David Schwimmer, best-known for playing Ross on 'Friends', hit headlines recently for an interview he did with The Guardian.

Schwimmer is currently on the promo trail for his new Sky One show 'Intelligence'.

The actor reflected much on the sitcom that made him a star in the interview. He also discussed how he pushed for his character's girlfriends to be women of colour.

He bemoaned the lack of diversity on the show, which the series developed quite a rep for.

His comment that "Maybe there should be an all-black Friends or an all-Asian Friends" has gained traction in particular.

Actress Erika Alexander, star of '90s sitcom 'Living Single', shared the interview.

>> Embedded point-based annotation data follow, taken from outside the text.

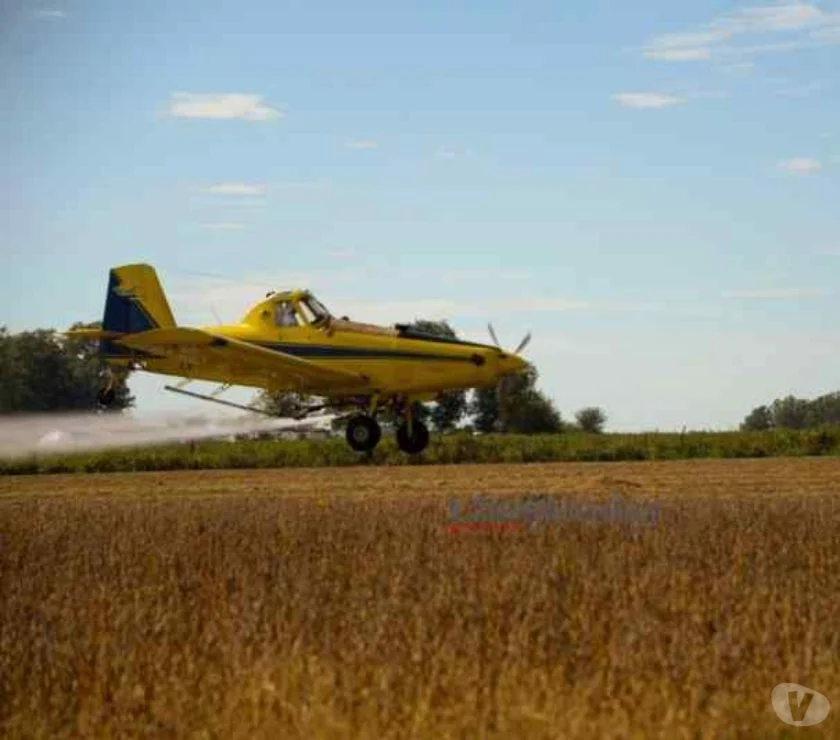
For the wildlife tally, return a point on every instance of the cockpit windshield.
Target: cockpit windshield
(313, 306)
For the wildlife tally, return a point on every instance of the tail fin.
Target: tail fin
(135, 301)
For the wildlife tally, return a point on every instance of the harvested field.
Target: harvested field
(337, 603)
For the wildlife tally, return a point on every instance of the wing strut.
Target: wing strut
(204, 397)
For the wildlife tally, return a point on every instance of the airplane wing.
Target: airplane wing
(199, 347)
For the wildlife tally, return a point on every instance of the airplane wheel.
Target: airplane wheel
(417, 442)
(363, 433)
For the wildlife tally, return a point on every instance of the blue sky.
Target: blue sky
(651, 189)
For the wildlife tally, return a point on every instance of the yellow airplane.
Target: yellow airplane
(290, 342)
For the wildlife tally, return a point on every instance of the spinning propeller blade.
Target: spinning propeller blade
(493, 335)
(522, 344)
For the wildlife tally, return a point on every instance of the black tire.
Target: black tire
(105, 397)
(363, 433)
(417, 442)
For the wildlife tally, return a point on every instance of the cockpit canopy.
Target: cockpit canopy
(299, 309)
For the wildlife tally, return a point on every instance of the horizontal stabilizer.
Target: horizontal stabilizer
(92, 334)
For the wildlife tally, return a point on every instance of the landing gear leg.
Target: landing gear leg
(106, 395)
(412, 434)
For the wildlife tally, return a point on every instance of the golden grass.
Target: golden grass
(335, 603)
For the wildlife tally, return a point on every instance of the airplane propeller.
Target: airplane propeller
(524, 343)
(507, 383)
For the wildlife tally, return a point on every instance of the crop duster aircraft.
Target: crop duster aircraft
(290, 342)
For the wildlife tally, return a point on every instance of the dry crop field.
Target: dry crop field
(337, 603)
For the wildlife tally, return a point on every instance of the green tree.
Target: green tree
(591, 419)
(759, 419)
(43, 370)
(515, 405)
(790, 412)
(286, 404)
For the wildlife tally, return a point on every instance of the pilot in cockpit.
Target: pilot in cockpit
(284, 315)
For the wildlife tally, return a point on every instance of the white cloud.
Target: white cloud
(801, 90)
(347, 253)
(765, 29)
(647, 100)
(234, 188)
(223, 226)
(691, 54)
(50, 14)
(800, 165)
(221, 106)
(360, 144)
(774, 293)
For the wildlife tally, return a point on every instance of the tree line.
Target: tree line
(795, 413)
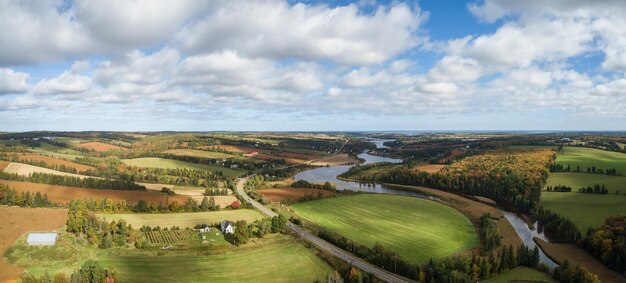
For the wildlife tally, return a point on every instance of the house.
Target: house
(227, 227)
(42, 239)
(204, 228)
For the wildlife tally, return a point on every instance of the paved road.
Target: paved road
(363, 265)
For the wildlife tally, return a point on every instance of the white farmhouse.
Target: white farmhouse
(227, 227)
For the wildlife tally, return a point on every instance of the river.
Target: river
(329, 174)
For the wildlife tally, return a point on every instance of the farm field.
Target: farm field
(585, 210)
(521, 274)
(579, 180)
(277, 195)
(27, 169)
(172, 164)
(280, 262)
(412, 227)
(587, 157)
(99, 146)
(55, 161)
(184, 220)
(200, 153)
(65, 194)
(20, 221)
(335, 160)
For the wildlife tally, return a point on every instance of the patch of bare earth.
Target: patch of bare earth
(99, 146)
(63, 194)
(15, 221)
(577, 256)
(277, 195)
(55, 161)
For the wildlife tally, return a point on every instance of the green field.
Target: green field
(586, 210)
(173, 164)
(417, 229)
(521, 274)
(282, 262)
(587, 157)
(579, 180)
(183, 220)
(201, 153)
(279, 258)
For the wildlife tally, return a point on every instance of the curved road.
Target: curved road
(363, 265)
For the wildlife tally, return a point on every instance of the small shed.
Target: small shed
(42, 239)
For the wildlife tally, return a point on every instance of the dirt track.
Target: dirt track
(20, 221)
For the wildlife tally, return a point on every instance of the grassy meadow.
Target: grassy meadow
(417, 229)
(183, 220)
(200, 153)
(521, 274)
(277, 259)
(172, 164)
(588, 157)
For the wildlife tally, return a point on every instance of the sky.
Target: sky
(191, 65)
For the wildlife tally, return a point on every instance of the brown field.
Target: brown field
(277, 195)
(3, 165)
(577, 256)
(339, 159)
(16, 221)
(99, 146)
(64, 194)
(429, 168)
(55, 161)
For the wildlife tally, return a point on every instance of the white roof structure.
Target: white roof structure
(42, 239)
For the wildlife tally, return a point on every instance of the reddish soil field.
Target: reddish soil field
(55, 161)
(429, 168)
(3, 164)
(277, 195)
(66, 194)
(16, 221)
(98, 146)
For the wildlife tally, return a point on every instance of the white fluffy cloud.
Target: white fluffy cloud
(12, 82)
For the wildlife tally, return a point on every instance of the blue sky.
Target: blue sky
(152, 65)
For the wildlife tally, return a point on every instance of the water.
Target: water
(527, 235)
(329, 174)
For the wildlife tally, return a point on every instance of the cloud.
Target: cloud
(275, 29)
(13, 82)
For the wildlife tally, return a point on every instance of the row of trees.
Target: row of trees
(607, 243)
(11, 197)
(327, 186)
(513, 177)
(98, 231)
(70, 181)
(592, 169)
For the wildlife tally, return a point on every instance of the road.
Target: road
(361, 264)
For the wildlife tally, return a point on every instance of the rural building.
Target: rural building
(42, 239)
(204, 228)
(227, 227)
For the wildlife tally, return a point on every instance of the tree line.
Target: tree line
(592, 169)
(512, 177)
(71, 181)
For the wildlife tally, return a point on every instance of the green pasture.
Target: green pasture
(173, 164)
(183, 220)
(417, 229)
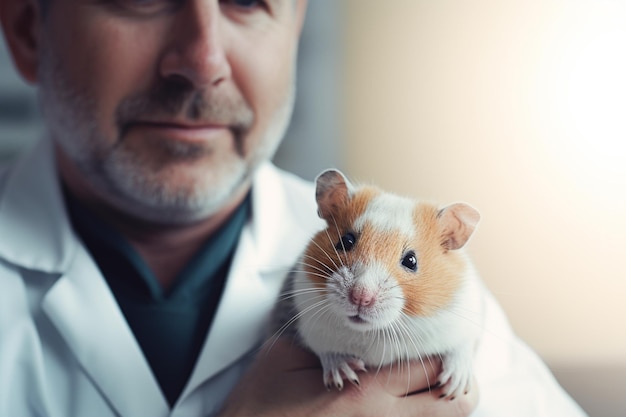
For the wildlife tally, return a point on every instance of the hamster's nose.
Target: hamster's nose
(362, 297)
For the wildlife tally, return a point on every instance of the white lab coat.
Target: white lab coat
(66, 350)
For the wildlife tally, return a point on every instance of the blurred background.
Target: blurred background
(515, 106)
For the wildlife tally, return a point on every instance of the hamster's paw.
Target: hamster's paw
(338, 366)
(456, 377)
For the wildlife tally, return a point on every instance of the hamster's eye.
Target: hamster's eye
(409, 261)
(346, 243)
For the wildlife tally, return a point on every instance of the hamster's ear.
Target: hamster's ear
(20, 21)
(457, 223)
(333, 191)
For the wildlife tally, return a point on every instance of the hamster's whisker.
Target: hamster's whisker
(403, 357)
(292, 294)
(411, 337)
(318, 262)
(274, 338)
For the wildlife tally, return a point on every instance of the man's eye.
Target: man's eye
(146, 6)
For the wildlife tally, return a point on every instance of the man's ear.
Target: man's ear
(20, 21)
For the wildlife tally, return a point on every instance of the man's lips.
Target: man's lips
(179, 131)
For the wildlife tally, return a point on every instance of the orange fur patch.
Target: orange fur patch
(440, 271)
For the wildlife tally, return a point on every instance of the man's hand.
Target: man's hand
(286, 381)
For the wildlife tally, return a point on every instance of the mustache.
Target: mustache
(172, 98)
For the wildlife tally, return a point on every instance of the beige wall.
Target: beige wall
(518, 107)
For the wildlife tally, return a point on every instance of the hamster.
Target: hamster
(384, 283)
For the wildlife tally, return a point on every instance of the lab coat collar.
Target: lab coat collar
(85, 313)
(35, 229)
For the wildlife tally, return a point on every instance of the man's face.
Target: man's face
(167, 106)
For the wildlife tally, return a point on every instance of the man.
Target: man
(145, 239)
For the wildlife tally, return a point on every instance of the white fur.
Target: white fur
(388, 213)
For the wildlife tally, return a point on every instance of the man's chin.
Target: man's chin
(177, 198)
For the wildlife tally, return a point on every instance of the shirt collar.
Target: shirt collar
(107, 245)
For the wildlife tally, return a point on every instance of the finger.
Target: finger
(407, 378)
(432, 405)
(287, 355)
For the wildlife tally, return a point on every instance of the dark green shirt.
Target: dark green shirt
(169, 326)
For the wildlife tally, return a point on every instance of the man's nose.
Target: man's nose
(196, 51)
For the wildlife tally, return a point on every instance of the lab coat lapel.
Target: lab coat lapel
(79, 303)
(86, 314)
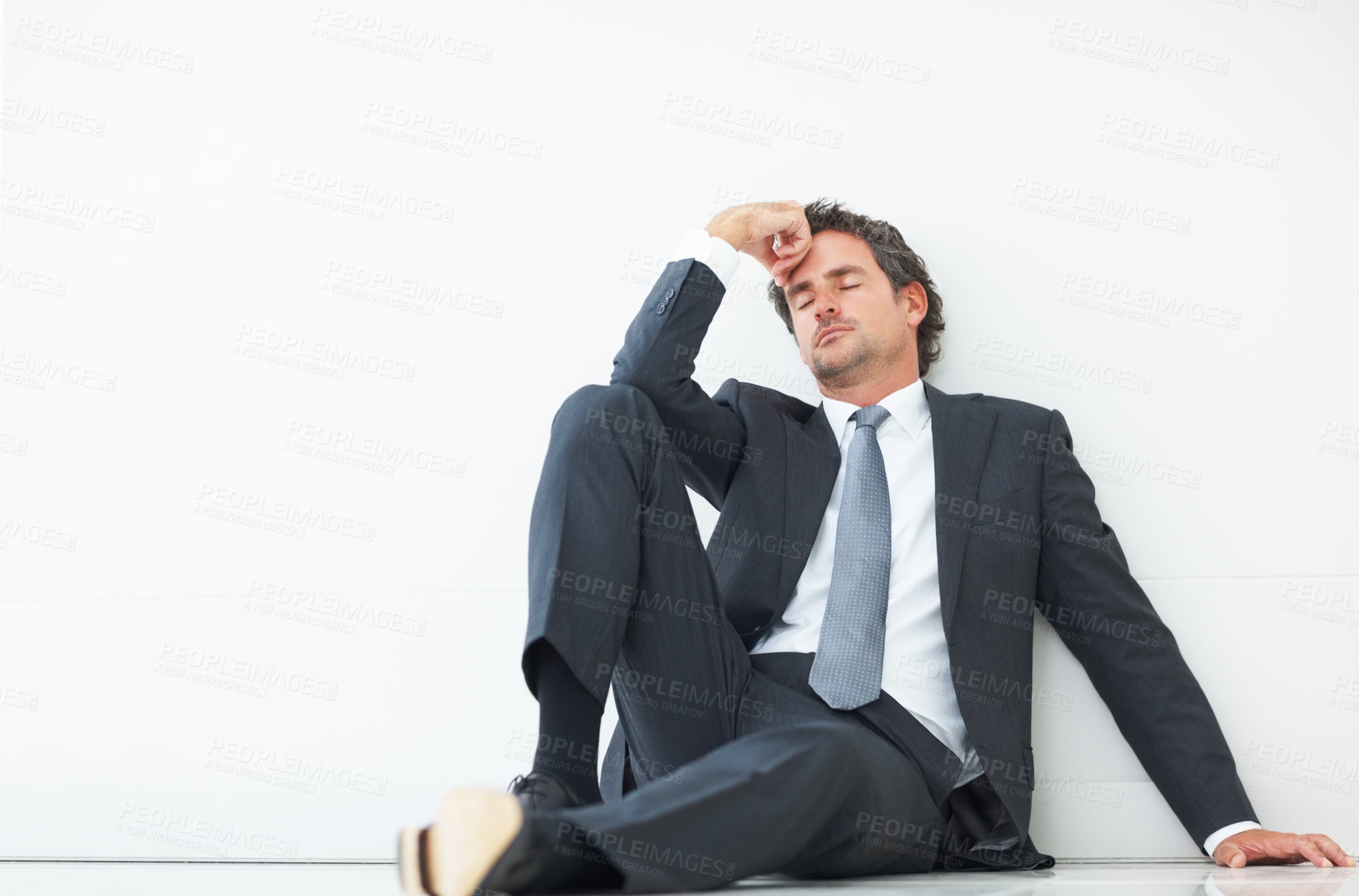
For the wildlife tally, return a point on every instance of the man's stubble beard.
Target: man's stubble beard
(863, 361)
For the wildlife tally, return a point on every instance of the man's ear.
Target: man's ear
(913, 294)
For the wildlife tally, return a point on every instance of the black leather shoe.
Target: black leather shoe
(482, 843)
(540, 790)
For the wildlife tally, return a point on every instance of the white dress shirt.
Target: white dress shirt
(916, 669)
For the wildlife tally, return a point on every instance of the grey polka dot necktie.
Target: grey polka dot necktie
(847, 670)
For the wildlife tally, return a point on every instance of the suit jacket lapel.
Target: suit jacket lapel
(813, 465)
(961, 432)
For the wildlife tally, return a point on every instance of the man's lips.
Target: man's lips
(828, 332)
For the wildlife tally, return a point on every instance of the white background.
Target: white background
(1153, 194)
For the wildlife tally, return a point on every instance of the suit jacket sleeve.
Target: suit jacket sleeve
(1090, 599)
(706, 434)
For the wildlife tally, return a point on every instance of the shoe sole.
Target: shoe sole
(456, 853)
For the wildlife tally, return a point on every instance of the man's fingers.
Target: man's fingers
(1332, 850)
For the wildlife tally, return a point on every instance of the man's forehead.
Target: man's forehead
(832, 254)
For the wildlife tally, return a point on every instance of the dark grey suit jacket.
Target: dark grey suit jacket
(1017, 531)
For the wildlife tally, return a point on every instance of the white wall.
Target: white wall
(185, 187)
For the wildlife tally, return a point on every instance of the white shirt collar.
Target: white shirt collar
(907, 405)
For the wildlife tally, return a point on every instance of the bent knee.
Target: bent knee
(621, 410)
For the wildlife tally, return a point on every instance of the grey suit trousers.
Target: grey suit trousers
(741, 769)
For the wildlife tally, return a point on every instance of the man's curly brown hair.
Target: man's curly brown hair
(893, 256)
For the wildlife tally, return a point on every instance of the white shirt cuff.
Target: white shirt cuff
(713, 252)
(1222, 834)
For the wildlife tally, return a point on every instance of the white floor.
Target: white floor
(237, 879)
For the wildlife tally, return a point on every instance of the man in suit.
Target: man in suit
(840, 683)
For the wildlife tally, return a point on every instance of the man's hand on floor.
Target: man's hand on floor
(1276, 848)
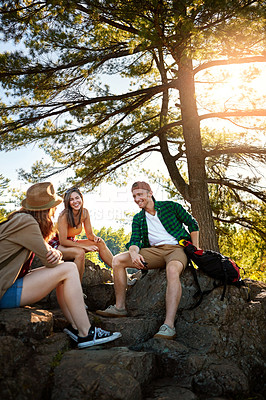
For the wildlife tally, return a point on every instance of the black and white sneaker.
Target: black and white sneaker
(71, 332)
(97, 336)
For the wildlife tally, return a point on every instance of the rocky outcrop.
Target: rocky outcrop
(219, 351)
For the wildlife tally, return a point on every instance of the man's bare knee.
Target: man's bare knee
(174, 269)
(119, 261)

She questioned whether the 'Friends' star had ever heard of her show, which also followed six friends in New York.

"[Are you] seriously telling me you've never heard of #LivingSingle?" she wrote on Twitter. "We invented the template! [You're] welcome bro."

Schwimmer responded to the comment: "I was asked recently in an interview for The Guardian how I felt (for the thousandth time) about a reboot of Friends immediately following a conversation about diversity on the show, and so offered up other possibilities for a re-imagining of the show today. I didn't mean to imply Living Single hadn't existed or indeed hadn't come before Friends, which I knew it had.

"Please remember in an interview quotes are often pieced together and taken out of context, and then these quotes are re-purposed in other articles by other people who are trying to be provocative.

"I was a fan of Living Single, and was not implying Friends was the first of its kind. To my knowledge, Friends (which came out a year later) was inspired by Marta [Kauffman] & David [Crane]'s own lives and circle of friends living in NY in their twenties."

He concluded: "In any event, if my quote was taken out of context, it's hardly in my control. I assure you I meant no disrespect."